2.5 Mesenchymal stromal cells repopulation, cell viability and proliferation assays

Primary human Bone Marrow-Derived MSCs (PCS-500–012, ATCC) were cultured in MSCs Basal Medium (PCS-500–030, ATCC) following manufacturer’s instructions at 37°C, 5% CO₂ and 95% relative humidity.
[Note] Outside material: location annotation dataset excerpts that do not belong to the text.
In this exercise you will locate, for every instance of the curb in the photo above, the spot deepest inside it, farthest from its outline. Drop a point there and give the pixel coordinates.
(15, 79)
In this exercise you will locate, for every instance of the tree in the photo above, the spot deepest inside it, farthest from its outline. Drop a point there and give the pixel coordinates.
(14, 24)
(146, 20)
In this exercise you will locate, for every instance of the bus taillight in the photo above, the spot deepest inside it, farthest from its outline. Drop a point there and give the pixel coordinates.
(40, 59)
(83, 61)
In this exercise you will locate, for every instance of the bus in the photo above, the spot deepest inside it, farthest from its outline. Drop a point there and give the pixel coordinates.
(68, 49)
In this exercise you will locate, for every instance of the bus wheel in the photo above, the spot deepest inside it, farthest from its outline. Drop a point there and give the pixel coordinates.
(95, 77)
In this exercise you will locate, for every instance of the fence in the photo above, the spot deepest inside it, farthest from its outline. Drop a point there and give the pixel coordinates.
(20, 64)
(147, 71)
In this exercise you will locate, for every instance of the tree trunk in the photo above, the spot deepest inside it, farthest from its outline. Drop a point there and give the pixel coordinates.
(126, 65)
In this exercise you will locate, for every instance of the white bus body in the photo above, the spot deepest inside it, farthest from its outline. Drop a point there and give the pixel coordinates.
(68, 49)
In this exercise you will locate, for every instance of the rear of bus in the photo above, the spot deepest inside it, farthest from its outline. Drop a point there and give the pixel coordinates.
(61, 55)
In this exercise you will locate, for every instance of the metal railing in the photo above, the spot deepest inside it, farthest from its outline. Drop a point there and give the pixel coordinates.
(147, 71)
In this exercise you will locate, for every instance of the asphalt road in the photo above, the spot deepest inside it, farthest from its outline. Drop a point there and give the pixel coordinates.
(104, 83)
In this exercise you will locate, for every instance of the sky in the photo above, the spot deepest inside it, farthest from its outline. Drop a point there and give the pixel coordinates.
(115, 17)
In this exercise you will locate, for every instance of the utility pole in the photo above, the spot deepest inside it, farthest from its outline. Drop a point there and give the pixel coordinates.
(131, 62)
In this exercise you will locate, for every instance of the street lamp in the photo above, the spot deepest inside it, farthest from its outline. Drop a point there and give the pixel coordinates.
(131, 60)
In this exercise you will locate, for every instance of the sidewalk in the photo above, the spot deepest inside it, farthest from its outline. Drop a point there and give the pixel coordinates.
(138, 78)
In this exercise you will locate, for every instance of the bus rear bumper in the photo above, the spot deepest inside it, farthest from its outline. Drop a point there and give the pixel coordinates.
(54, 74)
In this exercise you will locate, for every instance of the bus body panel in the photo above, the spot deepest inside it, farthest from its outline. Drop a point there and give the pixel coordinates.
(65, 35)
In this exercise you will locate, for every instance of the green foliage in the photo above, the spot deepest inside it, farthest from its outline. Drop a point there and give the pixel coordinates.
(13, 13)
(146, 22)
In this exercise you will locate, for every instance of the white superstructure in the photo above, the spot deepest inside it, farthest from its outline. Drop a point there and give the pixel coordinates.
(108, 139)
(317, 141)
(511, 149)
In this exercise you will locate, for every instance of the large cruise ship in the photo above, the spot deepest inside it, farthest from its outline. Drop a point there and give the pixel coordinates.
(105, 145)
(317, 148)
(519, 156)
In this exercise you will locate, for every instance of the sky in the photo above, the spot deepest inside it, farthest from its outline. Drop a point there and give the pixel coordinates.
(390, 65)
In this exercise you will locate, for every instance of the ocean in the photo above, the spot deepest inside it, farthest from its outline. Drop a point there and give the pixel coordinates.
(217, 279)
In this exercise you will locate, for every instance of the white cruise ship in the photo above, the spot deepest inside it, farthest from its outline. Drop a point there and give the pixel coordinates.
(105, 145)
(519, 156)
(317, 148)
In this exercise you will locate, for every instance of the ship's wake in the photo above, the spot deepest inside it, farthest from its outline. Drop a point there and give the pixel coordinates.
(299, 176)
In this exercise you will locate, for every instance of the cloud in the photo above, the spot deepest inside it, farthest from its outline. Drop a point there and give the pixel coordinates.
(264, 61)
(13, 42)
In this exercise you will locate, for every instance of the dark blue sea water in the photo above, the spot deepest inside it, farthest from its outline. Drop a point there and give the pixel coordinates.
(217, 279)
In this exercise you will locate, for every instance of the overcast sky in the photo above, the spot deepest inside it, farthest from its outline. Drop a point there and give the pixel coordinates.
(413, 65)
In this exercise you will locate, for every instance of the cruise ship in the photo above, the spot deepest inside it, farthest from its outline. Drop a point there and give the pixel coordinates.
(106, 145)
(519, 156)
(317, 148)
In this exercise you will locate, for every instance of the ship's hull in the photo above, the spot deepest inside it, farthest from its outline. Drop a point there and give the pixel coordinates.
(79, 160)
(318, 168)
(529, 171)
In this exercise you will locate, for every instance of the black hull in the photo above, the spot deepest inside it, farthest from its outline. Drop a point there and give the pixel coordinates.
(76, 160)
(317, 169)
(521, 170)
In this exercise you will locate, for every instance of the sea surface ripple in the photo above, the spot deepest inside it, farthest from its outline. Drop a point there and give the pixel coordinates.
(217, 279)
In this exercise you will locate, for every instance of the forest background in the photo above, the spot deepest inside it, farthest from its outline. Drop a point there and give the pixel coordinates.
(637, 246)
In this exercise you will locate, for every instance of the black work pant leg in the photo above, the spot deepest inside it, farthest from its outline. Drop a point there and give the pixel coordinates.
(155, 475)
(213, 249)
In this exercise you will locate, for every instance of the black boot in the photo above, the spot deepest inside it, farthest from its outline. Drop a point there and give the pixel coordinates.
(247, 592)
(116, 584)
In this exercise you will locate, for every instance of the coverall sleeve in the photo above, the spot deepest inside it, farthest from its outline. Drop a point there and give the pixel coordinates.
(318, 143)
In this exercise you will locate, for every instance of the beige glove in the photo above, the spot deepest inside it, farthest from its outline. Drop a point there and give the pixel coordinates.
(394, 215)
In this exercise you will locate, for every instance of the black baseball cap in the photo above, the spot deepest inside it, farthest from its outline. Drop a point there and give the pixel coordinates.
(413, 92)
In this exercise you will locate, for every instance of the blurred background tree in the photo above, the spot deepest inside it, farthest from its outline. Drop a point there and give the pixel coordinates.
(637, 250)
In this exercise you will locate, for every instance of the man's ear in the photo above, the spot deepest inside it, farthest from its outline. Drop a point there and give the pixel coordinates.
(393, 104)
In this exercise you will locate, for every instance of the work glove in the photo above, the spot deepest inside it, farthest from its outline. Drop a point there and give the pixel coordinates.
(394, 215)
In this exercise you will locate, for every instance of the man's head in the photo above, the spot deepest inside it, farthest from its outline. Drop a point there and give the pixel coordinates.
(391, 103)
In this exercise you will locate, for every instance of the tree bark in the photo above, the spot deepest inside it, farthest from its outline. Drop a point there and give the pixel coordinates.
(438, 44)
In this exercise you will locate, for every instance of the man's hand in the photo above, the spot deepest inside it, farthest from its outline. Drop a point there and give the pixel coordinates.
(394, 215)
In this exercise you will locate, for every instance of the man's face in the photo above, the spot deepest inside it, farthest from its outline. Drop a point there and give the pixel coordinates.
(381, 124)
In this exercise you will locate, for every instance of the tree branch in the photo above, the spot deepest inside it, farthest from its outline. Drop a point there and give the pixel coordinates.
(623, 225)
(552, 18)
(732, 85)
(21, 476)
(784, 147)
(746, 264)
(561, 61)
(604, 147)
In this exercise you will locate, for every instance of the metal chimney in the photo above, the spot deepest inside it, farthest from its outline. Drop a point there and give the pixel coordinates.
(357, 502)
Lungs from 20 animals (n = 5, young/aged and RV/FV) were decellularized. Then, ∼100 µm-thick scaffolds were washed with PBS and 5·10⁴ cells/cm² MSCs were seeded on top of the lung scaffolds. Control cultures were seeded on traditional culture plates (TCP). After 72 h, samples were stained using the LIVE/DEAD Viability/Cytotoxicity kit (L-3224, Invitrogen) (Bonenfant et al., 2013; ONeill et al., 2013; Syed et al., 2014). F-Actin (phalloidin, Thermo Fisher Scientific) and Ki67 (Thermo Fisher Scientific) were stained and visualized by a Nikon D-Eclipse Ci confocal microscope with a ×20 Plan Apo immersion oil objective (Nikon). Image quantification was performed using a custom MATLAB script. Initially, images in both Hoechst and Ki67 channels were converted to grayscale. User-defined thresholds were applied to distinguish cellular regions based on pixel intensity. Following the thresholding, region properties such as area, major axis length, and centroid were computed for individual cellular regions. To exclude artifacts and non-cellular elements, a minimum diameter filter was applied, removing any identified regions smaller than a pre-defined pixel size. To compensate for potential positional differences between the Hoechst and Ki67 staining, a dilation operation was performed on the Hoechst image. Ki67-positive cells were identified by overlaying the dilated Hoechst image with the Ki67 image, ensuring colocalization. Finally, the percentage of Ki67-positive nuclei relative to the total Hoechst-stained nuclei was computed to determine cellular proliferation.